The other two steps include a "large-scale pilot with partners" and "building international consensus for human-centric AI" — more on both later.
First, those seven essentials:
- Human agency and oversight — this is the Commission's way of saying AI should support fundamental rights and "not decrease, limit or misguide human autonomy."
- Robustness and safety — a "trustworthy AI requires algorithms to be secure, reliable and robust enough to deal with errors."
- Privacy and data governance — EU citizens should have full control over their data, and data concerning them "will not be used to harm or discriminate against them." This falls in with existing EU data protection law, but will be one to watch as the field of AI expands its reach.
- Transparency — the Commission wants AI systems to be "traceable." It's an interesting ambition considering that AIs and other machine learning systems are built to handle loads of data that humans cannot handle or understand.
- Diversity, non-discrimination and fairness — this one's fairly self-explanatory, but by that very same token, it will need greater definition by the Commission to lend it any real value.
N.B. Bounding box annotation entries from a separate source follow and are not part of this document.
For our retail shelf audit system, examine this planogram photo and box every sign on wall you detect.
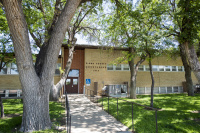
[85,79,91,86]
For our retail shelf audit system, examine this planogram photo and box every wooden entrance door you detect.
[65,77,78,94]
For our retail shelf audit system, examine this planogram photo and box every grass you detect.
[0,99,66,133]
[99,94,200,133]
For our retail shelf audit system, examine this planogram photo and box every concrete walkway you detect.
[68,94,131,133]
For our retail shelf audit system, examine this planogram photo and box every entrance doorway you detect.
[65,69,79,94]
[65,77,78,93]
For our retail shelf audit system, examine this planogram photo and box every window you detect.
[178,66,183,72]
[145,65,150,71]
[138,65,144,71]
[107,64,114,70]
[10,63,19,74]
[123,64,129,71]
[138,87,145,94]
[153,87,159,93]
[73,79,78,85]
[173,87,178,92]
[145,87,151,94]
[165,66,171,71]
[55,63,61,75]
[115,64,122,70]
[159,66,164,72]
[0,62,7,74]
[68,69,79,77]
[66,79,71,85]
[167,87,172,93]
[172,66,177,72]
[160,87,166,93]
[152,65,158,71]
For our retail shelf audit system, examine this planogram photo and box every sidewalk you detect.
[68,94,131,133]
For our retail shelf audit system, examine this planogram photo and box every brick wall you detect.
[64,49,84,94]
[84,49,198,91]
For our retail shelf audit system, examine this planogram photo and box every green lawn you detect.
[0,99,66,133]
[103,94,200,133]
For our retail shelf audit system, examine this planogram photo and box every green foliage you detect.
[99,94,200,133]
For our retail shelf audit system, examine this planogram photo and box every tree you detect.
[160,0,200,96]
[103,1,146,99]
[101,0,162,98]
[1,0,84,132]
[0,4,15,73]
[50,3,96,101]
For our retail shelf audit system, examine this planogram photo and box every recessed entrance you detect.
[65,69,79,94]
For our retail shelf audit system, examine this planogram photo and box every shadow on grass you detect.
[0,99,66,133]
[100,94,200,133]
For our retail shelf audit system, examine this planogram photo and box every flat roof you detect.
[62,44,129,51]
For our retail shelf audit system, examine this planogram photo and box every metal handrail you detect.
[85,88,160,133]
[65,92,71,133]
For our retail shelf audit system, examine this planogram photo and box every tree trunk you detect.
[129,58,137,99]
[180,44,194,96]
[183,42,200,84]
[2,0,81,132]
[149,57,154,107]
[20,80,53,132]
[129,48,137,99]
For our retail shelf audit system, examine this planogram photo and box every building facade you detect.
[0,45,198,94]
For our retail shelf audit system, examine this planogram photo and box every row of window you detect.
[0,63,61,75]
[136,86,183,94]
[107,64,184,72]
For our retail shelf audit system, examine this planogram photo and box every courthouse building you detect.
[0,45,198,94]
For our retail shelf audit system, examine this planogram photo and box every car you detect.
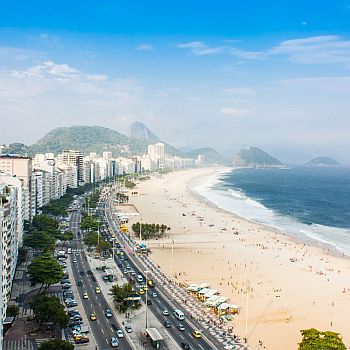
[111,337,119,348]
[125,326,132,333]
[105,309,113,318]
[192,330,202,339]
[117,329,124,338]
[176,323,185,332]
[163,320,171,328]
[68,310,80,317]
[74,334,90,344]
- Societal and environmental well-being — "AI systems should be used to enhance positive social change… sustainability and ecological responsibility."
- Accountability — the Commission wants AI systems to be… erm, accountable.
But accountable by whom, for what and to whom, when, where and how? And with what level of enforcement?
The European Commissioner for Digital Economy and Society Mariya Gabriel says the EU is taking "an important step towards ethical and secure AI. We now have a solid foundation based on EU values and following an extensive and constructive engagement from many stakeholders including businesses, academia and civil society."
The seven essentials have been released as part of the European Commission's AI Strategy from 2018. They were designed by a high-level expert group, known as HLEG.
It aims to increase public engagement in the AI debate. But if it truly wants to achieve that, the Commission will have to improve its own communication tactics — or simply speak more plainly.
And get down to brass tacks.
In a press release, Ursula Pachl, HLEG member and deputy director general of the consumer group, BEUC, said it was "crucial to go beyond ethics now and establish mandatory rules to ensure AI decision-making is fair, accountable and transparent."
As for steps 2 and 3…
On Tuesday, April 9, the AI expert group (HLEG) will present their work so far during a "Digital Day" in Brussels.
The Commission also plans to launch an as yet ill-defined "pilot phase" in summer 2019 during which, it is assumed, further discussions will be held with so-called stakeholders.
Then, after that pilot phase ends in early 2020, the HLEG will review their findings and feedback.
On the international stage, the Commission says it will "strengthen cooperation with like-minded partners such as Japan, Canada and Singapore" and take an active role in G7 and G20 discussions, involving companies and other organizations.
But there's little detail so far on how the EU hopes to position itself as AI, machine learning and AI-assisted technologies, such as health and voice interaction media, are increasingly "monetized." There is nothing in those essentials on that.